Let’s just pretend that you want to run a contest, but don’t have anything to give away, but you actually have 3-4 blogs that are running and don’t have anything in common. For example a project about fine dining, one about cars and the other about whatever. On your marketing blog you decide to hold a contest but can’t afford to give away anything, what do you do now?
How people hold fake contests and piss others off
You could hold a regular contest where you pretend to give away something and draw random names, tell them they won and never ship the present. Pretty nasty if you ask me, but you will probably get double the publicity, because those guys will write about how they didn’t get their winnings. This is the stupid way to hold a fake contest. And believe me, when you browse the webs you will find occasional posts where people are angry that they didn’t win.

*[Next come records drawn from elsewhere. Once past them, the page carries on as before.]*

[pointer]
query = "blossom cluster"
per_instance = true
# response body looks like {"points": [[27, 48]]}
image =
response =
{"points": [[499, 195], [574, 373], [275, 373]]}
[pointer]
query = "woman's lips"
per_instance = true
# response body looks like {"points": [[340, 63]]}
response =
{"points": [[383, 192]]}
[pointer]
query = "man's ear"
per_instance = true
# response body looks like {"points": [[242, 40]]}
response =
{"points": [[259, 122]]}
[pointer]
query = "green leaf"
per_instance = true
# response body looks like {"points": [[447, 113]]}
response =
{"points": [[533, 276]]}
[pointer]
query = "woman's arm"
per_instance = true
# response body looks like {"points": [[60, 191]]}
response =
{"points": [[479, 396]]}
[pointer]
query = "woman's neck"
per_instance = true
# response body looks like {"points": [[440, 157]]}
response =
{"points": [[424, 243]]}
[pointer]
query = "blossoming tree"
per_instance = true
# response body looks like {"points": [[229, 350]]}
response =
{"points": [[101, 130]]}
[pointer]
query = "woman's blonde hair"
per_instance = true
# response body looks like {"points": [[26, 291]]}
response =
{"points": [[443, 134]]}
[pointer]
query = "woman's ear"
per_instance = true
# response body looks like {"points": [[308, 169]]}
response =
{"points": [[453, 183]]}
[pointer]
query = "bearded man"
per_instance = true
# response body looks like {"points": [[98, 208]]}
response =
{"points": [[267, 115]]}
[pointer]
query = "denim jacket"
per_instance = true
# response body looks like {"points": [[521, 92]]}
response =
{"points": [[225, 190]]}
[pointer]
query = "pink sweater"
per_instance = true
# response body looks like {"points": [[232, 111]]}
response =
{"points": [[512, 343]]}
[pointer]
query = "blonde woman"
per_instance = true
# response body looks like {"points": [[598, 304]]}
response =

How to hold Ninja like fake contests – No One saw what happened
Then there is the way where no one gets hurt. Not literally and still this is nothing people are advised to do. It’s easy to imagine that when you are running a few blogs that are not connected to each other to simply run your contest on your main blog, most people have more than one blog when they try to make money online. Now let’s think who could win the prizes on your other blogs? You didn’t personalize them yet and might even have some fake identities there. So what do you do now? Well easy… give away the prizes to … yourself … most people take part in a contest to win something, but in case they don’t win and just had to join a mailing list / feed, most people don’t bother. Unless you tell them that they won and don’t give anything to them, then they get angry. The goal of blogging contests is to build. Build your blog, mailing list, feed subscribers, just build your follower base or the foundation your blog is build on.
Taking a fake contest to the next level
A fake contest doesn’t have to stay a fake contest, there might be even sponsors joining your contest and you could start giving away stuff that you, or rather your sponsors, actually have.
What’s the legal side of this? Well probably a contest like this is highly illegal, but the question is what are people required to do to take part in a contest like this? How many people are actually caring about a contest once it is over and they didn’t win? Most likely… no one. Unless you show them a few stats and how great you did, or add some pictures of people using your stuff.
The bottom line: Take care what you take part in!
A fake contest is some nasty thing and in case you take part in a contest, just make sure that you can actually win something. See pictures with the people holding the prizes, or rather videos, everyone can fake a photo nowadays, it’s harder to fake a video for most people. Look at what you have to do, in case you have to give a lot just make sure you can receive a lot, if you give little it’s not that important if you win or not. There are so many contest blogs that just exist for the sake of taking part in a contest, why shouldn’t there be contests that are just designed to gain money and readers on the other side? Easy, because something like this is below the ethics of most people and probably illegal.